2026年5月1日
労務・人事ニュース
2026年4月中旬実施予定の関税特例で全長50cmまで無税拡大、燃油不足と輸送遅延に対応する農林水産分野の緊急対策
全長30cmから50cmへ無税基準を見直し、4月中旬までに実施される養殖業支援の具体内容とは
政府は中東情勢の影響を受けた農林水産分野への対応として、燃油不足や物流の遅延に関する支援策を強化している。3月31日には専用の相談窓口を設置し、現場の事業者や関係団体から寄せられる課題を集約しながら、関係省庁と連携した対策を進めている。
今回の対応では、特に燃料供給の不安定化が大きな課題として浮上している。農業用ハウスの加温や漁船の運航に不可欠なA重油をはじめ、軽油やガソリン、灯油などの価格上昇と供給不安が現場に影響を及ぼしている状況で、既存の補てん制度を活用しながら継続的な支援が行われている。
こうした燃料問題に加え、養殖業にも具体的な影響が出ている。海外からの稚魚輸送に必要な特殊燃料の不足により、海上輸送の遅延が発生し、輸入時期のずれが生じている。

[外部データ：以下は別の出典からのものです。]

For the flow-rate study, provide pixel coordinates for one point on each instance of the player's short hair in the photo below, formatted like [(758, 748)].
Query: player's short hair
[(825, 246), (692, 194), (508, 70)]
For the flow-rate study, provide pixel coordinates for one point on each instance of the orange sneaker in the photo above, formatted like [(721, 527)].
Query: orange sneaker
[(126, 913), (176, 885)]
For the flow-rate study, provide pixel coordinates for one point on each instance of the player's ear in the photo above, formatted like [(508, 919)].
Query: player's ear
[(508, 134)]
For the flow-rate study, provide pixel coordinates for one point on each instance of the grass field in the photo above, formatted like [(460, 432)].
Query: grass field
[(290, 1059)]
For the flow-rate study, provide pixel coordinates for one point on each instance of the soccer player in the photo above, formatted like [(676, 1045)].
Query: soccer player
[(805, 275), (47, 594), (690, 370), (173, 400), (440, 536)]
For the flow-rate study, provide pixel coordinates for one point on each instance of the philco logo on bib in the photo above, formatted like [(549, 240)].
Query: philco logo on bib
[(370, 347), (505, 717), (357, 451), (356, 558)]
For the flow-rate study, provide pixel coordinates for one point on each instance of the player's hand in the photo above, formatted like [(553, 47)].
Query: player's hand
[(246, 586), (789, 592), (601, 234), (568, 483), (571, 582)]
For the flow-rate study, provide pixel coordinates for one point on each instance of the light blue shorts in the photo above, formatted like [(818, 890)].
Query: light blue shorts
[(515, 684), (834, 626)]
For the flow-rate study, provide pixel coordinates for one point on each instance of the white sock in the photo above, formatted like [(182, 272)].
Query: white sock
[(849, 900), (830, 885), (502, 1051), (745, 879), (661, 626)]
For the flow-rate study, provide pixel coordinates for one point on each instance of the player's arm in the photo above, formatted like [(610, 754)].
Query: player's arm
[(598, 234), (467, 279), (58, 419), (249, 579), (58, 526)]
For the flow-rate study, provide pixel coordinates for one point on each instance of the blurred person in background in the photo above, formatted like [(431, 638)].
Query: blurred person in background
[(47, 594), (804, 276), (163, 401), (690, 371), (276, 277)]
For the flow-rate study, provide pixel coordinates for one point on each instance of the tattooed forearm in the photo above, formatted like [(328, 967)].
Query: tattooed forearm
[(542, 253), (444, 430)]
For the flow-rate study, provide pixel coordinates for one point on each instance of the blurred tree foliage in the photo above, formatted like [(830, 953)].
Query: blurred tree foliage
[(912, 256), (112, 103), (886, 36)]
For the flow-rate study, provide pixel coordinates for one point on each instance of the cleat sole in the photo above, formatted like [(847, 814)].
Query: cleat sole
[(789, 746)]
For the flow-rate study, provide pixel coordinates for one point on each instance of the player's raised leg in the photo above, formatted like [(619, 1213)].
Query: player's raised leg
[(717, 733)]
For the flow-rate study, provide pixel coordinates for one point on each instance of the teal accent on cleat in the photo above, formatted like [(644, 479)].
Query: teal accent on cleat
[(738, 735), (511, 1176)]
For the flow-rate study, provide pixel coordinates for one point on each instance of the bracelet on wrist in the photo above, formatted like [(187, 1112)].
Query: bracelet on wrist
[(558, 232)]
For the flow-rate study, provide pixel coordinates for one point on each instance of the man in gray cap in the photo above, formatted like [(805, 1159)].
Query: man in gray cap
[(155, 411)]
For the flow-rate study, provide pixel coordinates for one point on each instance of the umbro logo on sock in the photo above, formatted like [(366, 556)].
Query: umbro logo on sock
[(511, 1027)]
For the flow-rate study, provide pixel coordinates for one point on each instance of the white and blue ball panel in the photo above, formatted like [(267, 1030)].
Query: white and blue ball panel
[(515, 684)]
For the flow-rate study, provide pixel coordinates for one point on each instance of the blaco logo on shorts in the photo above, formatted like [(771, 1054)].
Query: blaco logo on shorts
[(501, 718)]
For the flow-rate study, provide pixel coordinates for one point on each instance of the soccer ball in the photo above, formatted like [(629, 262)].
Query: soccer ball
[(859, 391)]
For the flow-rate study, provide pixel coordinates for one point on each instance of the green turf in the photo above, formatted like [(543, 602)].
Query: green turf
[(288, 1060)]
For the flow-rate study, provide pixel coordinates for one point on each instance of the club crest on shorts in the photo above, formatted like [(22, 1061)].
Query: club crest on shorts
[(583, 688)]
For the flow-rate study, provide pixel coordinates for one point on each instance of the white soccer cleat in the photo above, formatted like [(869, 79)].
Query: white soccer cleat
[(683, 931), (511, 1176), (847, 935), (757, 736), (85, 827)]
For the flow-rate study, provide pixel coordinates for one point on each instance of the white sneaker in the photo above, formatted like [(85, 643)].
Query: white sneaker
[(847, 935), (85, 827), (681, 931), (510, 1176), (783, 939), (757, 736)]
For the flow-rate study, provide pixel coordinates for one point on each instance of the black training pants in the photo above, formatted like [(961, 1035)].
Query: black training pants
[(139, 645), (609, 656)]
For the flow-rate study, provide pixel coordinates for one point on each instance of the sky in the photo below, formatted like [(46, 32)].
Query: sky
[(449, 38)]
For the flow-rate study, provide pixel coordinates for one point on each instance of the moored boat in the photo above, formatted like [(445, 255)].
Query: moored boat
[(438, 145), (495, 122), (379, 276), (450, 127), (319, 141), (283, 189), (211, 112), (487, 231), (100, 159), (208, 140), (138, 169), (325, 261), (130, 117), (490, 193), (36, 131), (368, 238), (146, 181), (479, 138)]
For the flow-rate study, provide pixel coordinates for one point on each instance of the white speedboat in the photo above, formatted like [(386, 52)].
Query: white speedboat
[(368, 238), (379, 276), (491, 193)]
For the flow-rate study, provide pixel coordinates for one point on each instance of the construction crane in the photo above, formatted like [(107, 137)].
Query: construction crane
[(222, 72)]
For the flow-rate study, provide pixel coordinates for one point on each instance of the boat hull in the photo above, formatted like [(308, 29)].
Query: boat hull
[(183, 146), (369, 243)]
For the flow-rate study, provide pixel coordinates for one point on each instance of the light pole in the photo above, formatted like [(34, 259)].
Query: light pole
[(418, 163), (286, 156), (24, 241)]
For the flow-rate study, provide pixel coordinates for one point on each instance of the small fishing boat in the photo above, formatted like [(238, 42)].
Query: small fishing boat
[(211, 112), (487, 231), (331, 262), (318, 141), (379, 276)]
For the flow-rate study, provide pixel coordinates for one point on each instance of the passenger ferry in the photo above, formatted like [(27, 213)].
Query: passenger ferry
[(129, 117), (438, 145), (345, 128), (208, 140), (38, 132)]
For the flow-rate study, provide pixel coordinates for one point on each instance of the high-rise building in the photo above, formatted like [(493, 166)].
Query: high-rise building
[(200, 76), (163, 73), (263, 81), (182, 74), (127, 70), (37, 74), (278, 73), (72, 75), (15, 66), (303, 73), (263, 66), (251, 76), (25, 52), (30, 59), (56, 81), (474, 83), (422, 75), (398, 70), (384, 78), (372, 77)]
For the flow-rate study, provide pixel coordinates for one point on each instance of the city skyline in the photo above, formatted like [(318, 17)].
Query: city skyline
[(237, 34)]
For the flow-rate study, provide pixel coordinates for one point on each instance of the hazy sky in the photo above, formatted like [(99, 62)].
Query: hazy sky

この結果、本来のサイズよりも成長した状態で到着するケースが増え、従来の関税制度では事業者に不利益が生じる可能性が指摘されている。
こうした課題を踏まえ、政府は関税措置の見直しを検討している。従来は全長30cmを超える稚魚に10%の関税が課されていたが、見直し案では無税対象を50cmまで拡大する方向で調整が進められている。この措置により、輸送遅延によるサイズ超過が発生した場合でも、一定期間は無税での輸入が可能となる見込みである。
さらに、輸入割当制度についても特例措置が検討されており、従来の30cm以下という基準を50cm以下まで広げることで、流通の停滞を防ぐ狙いがある。これにより、養殖事業者への供給が円滑に行われる環境を整えることが期待されている。
政府はこれらの特例措置を4月中旬までに実施する方針を示しており、迅速な対応によって現場の混乱を抑える考えだ。燃油や資材の供給問題は今後も不透明な状況が続くと見られる中、継続的な情報収集と柔軟な制度運用が重要な鍵を握る。
農林水産分野は国民生活を支える基盤であり、供給の安定確保は極めて重要である。今回の一連の対応は、国際情勢の変化に迅速に対応しつつ、現場の実態に即した支援を講じる取り組みとして注目される。今後も状況に応じた追加対策が求められる可能性があり、引き続き動向が注視される。